After the murder, the Buchanans leave town to distance themselves from the violence that they're responsible. Nick is left to arrange Gatsby's funeral, but finds that few people cared for Gatsby. Only Meyer Wolfsheim shows a modicum of grief, and few people attend the funeral. Nick seeks out Gatsby's father, Henry Gatz, and brings him to ny for the funeral. From Henry, Nick learns the complete scope of Gatsby's visions of greatness and his dreams of self-improvement.



Thoroughly disgusted with life in ny , Nick decides to return to the Midwest. Before his departure, Nick sees Tom Buchanan another time . Tom tries to elicit Nick's sympathy; he believes that each one of his actions were thoroughly justified, and he wants Nick to agree.

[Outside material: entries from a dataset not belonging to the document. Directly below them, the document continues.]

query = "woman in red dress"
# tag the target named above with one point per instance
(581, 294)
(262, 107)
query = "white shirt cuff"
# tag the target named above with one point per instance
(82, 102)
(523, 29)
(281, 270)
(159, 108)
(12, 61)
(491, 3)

Nick muses that Gatsby, alone among the people of his acquaintance, strove to rework his dreams into reality; it's this that creates him "great." Nick also believes, however, that the time for such grand aspirations is over: greed and dishonesty have irrevocably corrupted both the American Dream and therefore the dreams of individual Americans.

Sister Carrie

Oliver Twist

0 comments:

Note: Only a member of this blog may post a comment.